They may now reflect with pleasure on the dangers they have escaped, and look back with as much satisfaction on their perils that threatened them, as their great-grandmothers did formerly on the burning ploughshares, after having passed through the ordeal trial. The instigations of the spring are now abated. The nightingale gives over her lovelaboured song, as Milton phrases it,' the blossoms are fallen, and the beds of flowers swept away by the scythe of the mower.

I shall now allow my fair readers to return to their romances and chocolate, provided they make use of them with moderation, until about the middle of the month, when the sun shall have made some progress in the Crab.

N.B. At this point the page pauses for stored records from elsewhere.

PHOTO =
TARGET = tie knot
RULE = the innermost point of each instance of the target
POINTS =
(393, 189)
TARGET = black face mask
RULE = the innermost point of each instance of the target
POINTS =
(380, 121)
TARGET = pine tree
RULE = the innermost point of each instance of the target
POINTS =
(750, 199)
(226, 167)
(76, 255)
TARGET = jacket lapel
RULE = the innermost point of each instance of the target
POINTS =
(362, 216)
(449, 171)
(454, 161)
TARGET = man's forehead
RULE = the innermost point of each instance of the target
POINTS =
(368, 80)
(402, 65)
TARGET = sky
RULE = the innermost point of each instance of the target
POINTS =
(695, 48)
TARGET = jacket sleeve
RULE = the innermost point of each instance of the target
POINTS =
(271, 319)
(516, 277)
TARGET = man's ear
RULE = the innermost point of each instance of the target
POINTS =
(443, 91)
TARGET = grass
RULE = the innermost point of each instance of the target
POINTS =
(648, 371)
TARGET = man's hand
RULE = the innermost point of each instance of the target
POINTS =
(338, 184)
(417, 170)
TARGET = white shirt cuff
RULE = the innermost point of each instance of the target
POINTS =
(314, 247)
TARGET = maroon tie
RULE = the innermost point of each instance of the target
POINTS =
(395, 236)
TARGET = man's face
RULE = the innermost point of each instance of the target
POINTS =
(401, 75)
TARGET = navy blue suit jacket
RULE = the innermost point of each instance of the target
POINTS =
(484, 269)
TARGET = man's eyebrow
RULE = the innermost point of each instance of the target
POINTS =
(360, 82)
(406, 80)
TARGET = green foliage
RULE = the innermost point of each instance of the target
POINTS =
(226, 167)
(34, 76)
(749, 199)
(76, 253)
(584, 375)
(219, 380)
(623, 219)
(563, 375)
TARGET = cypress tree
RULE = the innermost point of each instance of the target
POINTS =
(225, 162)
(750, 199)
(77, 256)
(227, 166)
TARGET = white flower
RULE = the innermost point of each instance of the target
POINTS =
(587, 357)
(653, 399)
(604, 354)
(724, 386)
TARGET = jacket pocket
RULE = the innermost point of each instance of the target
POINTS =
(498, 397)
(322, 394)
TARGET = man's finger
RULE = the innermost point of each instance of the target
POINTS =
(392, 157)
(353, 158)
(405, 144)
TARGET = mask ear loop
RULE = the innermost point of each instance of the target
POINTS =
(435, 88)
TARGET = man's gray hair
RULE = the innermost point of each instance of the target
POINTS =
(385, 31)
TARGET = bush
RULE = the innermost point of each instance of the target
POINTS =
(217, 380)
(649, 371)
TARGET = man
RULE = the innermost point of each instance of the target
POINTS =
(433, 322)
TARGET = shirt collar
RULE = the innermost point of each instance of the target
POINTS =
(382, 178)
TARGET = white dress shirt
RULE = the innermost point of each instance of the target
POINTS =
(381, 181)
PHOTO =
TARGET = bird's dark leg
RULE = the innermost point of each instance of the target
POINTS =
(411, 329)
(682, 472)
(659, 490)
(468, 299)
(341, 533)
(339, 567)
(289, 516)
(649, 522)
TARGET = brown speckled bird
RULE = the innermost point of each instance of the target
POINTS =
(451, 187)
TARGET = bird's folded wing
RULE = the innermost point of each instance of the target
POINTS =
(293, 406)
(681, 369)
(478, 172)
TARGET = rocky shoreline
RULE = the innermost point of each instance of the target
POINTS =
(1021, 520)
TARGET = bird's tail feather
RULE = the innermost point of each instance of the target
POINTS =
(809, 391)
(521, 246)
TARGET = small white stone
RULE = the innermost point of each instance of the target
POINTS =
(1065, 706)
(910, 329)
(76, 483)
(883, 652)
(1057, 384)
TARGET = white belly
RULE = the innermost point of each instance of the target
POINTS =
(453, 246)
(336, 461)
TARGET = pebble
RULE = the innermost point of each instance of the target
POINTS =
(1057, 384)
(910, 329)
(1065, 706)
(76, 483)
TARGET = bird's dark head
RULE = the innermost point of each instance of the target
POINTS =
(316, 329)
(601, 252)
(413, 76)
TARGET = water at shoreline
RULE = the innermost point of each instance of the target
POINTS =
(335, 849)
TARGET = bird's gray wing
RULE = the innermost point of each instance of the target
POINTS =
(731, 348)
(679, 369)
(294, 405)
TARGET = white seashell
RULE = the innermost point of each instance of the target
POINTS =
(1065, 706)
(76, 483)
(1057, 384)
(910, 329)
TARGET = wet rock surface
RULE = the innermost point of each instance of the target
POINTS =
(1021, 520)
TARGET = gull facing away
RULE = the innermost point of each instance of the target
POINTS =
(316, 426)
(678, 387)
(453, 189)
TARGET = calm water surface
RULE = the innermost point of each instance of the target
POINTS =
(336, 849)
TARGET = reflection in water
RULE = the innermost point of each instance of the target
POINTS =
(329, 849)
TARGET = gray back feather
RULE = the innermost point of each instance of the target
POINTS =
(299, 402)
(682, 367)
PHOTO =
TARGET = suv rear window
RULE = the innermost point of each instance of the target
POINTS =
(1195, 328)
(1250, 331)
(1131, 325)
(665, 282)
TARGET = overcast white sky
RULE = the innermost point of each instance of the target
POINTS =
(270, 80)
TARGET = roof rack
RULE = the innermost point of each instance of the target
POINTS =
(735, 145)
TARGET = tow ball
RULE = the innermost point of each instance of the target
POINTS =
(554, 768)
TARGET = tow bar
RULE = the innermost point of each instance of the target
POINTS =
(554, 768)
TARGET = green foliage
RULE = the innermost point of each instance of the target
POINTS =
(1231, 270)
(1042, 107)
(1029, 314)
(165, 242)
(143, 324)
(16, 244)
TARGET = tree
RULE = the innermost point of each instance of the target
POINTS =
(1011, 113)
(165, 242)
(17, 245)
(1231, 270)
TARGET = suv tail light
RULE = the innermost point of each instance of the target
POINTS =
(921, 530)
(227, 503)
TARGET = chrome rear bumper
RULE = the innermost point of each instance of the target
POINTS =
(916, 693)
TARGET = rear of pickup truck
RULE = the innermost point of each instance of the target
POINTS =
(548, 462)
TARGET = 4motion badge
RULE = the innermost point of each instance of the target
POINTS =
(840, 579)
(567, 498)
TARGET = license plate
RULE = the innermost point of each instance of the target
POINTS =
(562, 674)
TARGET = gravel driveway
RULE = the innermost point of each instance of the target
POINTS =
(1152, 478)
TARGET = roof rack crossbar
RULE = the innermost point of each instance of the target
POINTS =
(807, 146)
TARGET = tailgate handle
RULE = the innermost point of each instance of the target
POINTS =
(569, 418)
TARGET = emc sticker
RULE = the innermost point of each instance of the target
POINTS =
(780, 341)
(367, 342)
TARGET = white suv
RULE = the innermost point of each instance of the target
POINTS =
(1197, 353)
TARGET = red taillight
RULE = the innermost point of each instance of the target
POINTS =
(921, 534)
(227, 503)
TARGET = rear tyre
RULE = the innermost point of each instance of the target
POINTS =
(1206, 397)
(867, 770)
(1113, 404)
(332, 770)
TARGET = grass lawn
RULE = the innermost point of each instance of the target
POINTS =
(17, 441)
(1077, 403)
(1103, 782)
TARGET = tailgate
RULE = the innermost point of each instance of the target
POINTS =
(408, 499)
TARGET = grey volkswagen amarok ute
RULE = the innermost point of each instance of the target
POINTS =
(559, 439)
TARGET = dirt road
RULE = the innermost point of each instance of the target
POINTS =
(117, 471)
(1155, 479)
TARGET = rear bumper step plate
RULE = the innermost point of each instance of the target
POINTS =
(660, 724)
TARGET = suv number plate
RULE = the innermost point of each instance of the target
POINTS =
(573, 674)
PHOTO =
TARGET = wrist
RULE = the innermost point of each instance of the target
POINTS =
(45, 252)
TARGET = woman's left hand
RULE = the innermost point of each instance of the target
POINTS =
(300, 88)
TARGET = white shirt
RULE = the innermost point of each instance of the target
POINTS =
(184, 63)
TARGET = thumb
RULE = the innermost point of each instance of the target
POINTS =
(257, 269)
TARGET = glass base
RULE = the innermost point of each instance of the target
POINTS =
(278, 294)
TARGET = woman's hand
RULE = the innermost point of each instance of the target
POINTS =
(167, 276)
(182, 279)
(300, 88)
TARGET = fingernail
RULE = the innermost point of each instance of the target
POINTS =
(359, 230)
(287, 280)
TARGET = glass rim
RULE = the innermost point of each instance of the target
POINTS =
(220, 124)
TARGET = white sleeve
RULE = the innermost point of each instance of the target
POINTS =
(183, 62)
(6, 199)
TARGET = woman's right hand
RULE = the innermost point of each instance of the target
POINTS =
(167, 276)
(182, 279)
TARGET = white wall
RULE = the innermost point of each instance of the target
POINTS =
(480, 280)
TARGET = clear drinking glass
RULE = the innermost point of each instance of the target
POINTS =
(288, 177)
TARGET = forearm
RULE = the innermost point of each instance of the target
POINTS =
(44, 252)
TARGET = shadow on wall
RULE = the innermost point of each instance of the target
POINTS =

Nothing is more dangerous than too much confidence and security. The Trojans, who stood upon their guard all the while the Grecians lay before their city, when they fancied the siege was raised and the danger past, were the very next night burnt in their beds. I must also observe, that as in some climates there is a perpetual spring, so in some female constitutions there is a perpetual May: these are a kind of valetudinarians in chastity, whom I would continue in a constant diet. I cannot think these wholly out of danger until they have looked upon the other sex at least five years through a pair of spectacles. Will Honeycomb has often assured me, that 'tis much easier to steal one of this species, when she is past her grand climacteric, than to carry off an icy girl on this side five-and-twenty; and that a rake of his acquaintance, who had in vain endeavoured to gain the affections 1 Paradise Lost,' v. 41.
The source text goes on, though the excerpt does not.